In hindsight there are a few things I would have done differently during this lesson, but I was pleased with much of what we had done.  A few things to consider when taking a stab at a research activity are below.

  • Be absolutely clear on what your purpose(s) is(are).  Be certain your final product will align with the purpose.  It is always refreshing when a teacher takes a look at his original vision of a final product and realizes he has made it way more complicated than it needs to be.  If the goal is the research process, why go on and waste time with publication?  If the goal is a final published work for some purpose, then, by all means forge ahead!  My colleague wanted the students to organize their notes in a booklet-form for easy reference and connection during the novel study, which was a meaningful and purposeful final product.  If you are a content area teacher, you will probably have a two-fold purpose - one skill-based purpose (ie. - asking good research questions) and one content-based (ie - What was Hitler's role in WWII?)
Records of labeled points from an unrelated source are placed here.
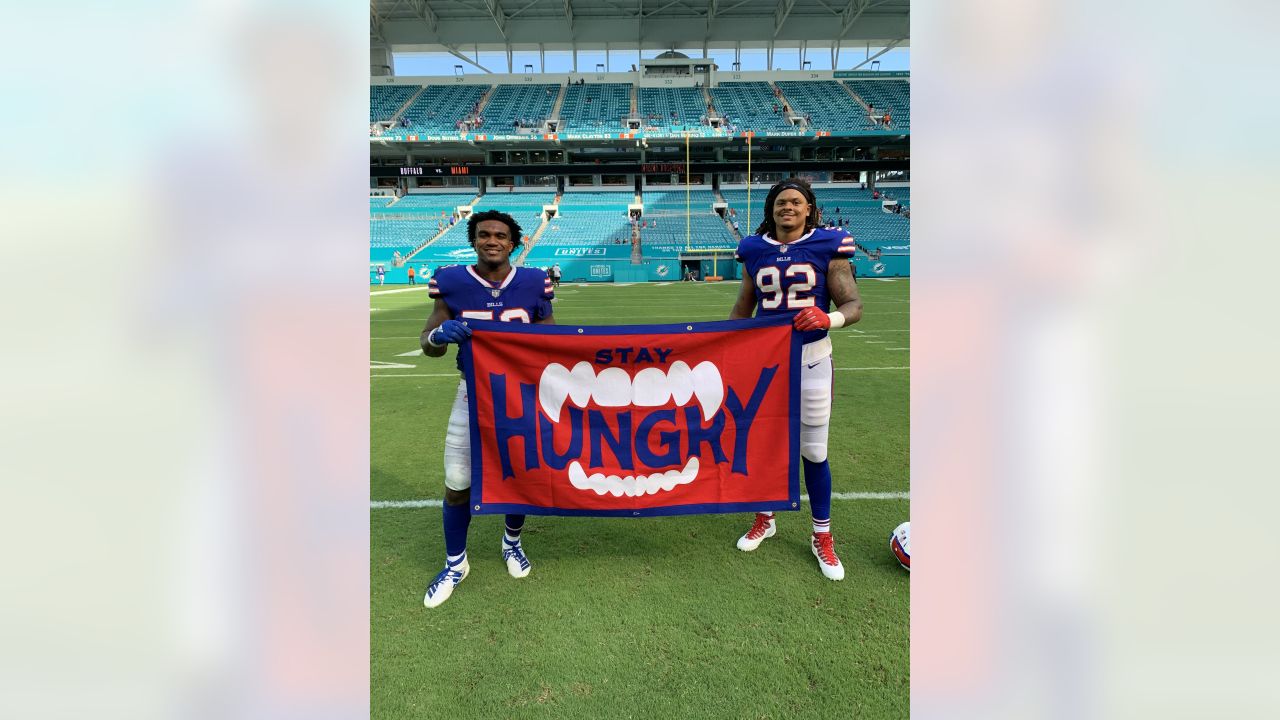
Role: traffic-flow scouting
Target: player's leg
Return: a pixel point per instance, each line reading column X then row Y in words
column 513, row 552
column 457, row 502
column 816, row 390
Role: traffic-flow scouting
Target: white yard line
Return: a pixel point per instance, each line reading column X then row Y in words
column 419, row 288
column 456, row 374
column 417, row 376
column 417, row 504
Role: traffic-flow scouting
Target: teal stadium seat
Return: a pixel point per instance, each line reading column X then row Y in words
column 749, row 105
column 586, row 220
column 828, row 104
column 408, row 222
column 608, row 104
column 385, row 99
column 673, row 109
column 511, row 103
column 892, row 95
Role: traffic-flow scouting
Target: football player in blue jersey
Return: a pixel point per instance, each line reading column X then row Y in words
column 490, row 290
column 794, row 267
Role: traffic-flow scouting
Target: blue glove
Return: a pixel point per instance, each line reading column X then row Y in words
column 452, row 331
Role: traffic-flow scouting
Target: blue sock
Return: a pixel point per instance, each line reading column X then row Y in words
column 513, row 524
column 457, row 519
column 817, row 481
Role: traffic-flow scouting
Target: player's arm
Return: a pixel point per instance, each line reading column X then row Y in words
column 844, row 292
column 440, row 331
column 745, row 304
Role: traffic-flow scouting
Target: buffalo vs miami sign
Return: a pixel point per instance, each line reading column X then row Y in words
column 634, row 420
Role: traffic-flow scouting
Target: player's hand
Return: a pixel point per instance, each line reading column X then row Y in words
column 812, row 319
column 452, row 331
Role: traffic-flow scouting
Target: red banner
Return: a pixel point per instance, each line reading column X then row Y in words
column 634, row 420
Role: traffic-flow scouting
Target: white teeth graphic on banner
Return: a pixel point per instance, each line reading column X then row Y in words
column 631, row 486
column 613, row 387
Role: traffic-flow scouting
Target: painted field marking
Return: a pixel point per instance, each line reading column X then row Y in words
column 423, row 288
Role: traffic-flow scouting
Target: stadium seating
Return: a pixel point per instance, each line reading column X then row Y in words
column 865, row 219
column 385, row 99
column 673, row 109
column 749, row 105
column 410, row 222
column 892, row 95
column 510, row 103
column 440, row 106
column 525, row 206
column 828, row 105
column 595, row 108
column 598, row 200
column 389, row 233
column 589, row 219
column 432, row 203
column 667, row 209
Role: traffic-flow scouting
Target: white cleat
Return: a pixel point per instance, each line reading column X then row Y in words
column 824, row 550
column 442, row 587
column 764, row 527
column 517, row 563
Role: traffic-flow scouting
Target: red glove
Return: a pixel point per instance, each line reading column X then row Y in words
column 812, row 319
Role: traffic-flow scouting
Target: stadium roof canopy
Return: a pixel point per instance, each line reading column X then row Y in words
column 456, row 26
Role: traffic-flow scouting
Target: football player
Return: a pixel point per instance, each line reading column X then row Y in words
column 490, row 290
column 794, row 267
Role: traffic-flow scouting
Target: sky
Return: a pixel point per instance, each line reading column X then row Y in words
column 620, row 60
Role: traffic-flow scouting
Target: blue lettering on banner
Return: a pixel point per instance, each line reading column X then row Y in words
column 534, row 432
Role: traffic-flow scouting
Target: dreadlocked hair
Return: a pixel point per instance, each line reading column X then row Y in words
column 810, row 220
column 476, row 218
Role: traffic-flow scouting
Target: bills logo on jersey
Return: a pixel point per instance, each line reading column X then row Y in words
column 634, row 420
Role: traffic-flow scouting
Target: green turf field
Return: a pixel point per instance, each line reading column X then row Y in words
column 641, row 618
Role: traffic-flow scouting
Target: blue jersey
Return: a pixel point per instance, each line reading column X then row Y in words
column 792, row 276
column 525, row 296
  • Once your purposes are clear, establish a "big question" that can be answered by all students.  I'm working with another colleague right now on a biography unit, and, after lengthy discussion, we  finally decided to ask students to prove that the person they chose to research was a major influence in whatever industry he/she was in.  This is a great way to introduce informative writing with the argumentative purpose.  Our big umbrella question was What makes people influential? So the big question became, for the students, What made so-and-so a major influence in the such-and-such industry?  Once the big question is established, everything leads back to that question.  It's like a foundation.
  • Require students to ask loads of questions before allowing them into the resources.  I make this mistake over and over and over again - I let my kiddos into the resources, and the first thing they do is abandon the questioning.  Then it's days of clean-up as I watch them start randomly writing down unimportant information, and the entire process crumbles before my eyes.  Once your kiddos stop asking questions, their purpose is blurred and they lose focus.  Make questions mandatory, and do not give up!  If these kiddos get into the habit of asking questions, their entire educational career becomes more focused.  Imagine if your students opened a science book to chapter 12 and started immediately asking questions before they began reading!  How much more focused their learning would be!
  • Teach note taking strategies and allow students to give input on strategies that have worked for them in the past.  Pick one.  Ask the teachers in grades below what they use and the grades above what they use, and build a bridge.  Wouldn't it be fabulous if a sixth grade student used one type of note taking for research in sixth grade and repeated it in seventh grade and then eighth grade? Or even better - what if sixth grade teachers taught multiple note-taking strategies and allowed students to choose which one fit their learning style better?  And then seventh grade teachers built on those same strategies, and then eighth grade teachers did the same??? Kids are adaptable, but jumping from strategy to strategy every year never allows them the spiral effect where they can build upon acquired skills.  
  • Pique curiosity.  Allow students to choose.  Appeal to their emotions.  Get visual.  Use their five senses.  Nobody dreads a research project more than a person who researches something that has no interest or connection to their lives whatsoever.  Brain research tells us negative feelings impede learning. Some of our kiddos go through their entire day with a negative outlook on school.  No wonder these kids make so little progress!
Really, I could go on and on about the research process, but I will quit now while I am ahead.  The chances of me discussing this same topic next week are pretty high, as I have begun an exciting research project with two seventh grade teachers and a retired library media specialist this week, and we are all pretty psyched so far with what we have done!  Research has never been more challenging for students, so our job as educators is to help them to use their current reading and writing skills to make the task easier.  This is a daunting challenge, but one that can be conquered with the proper planning.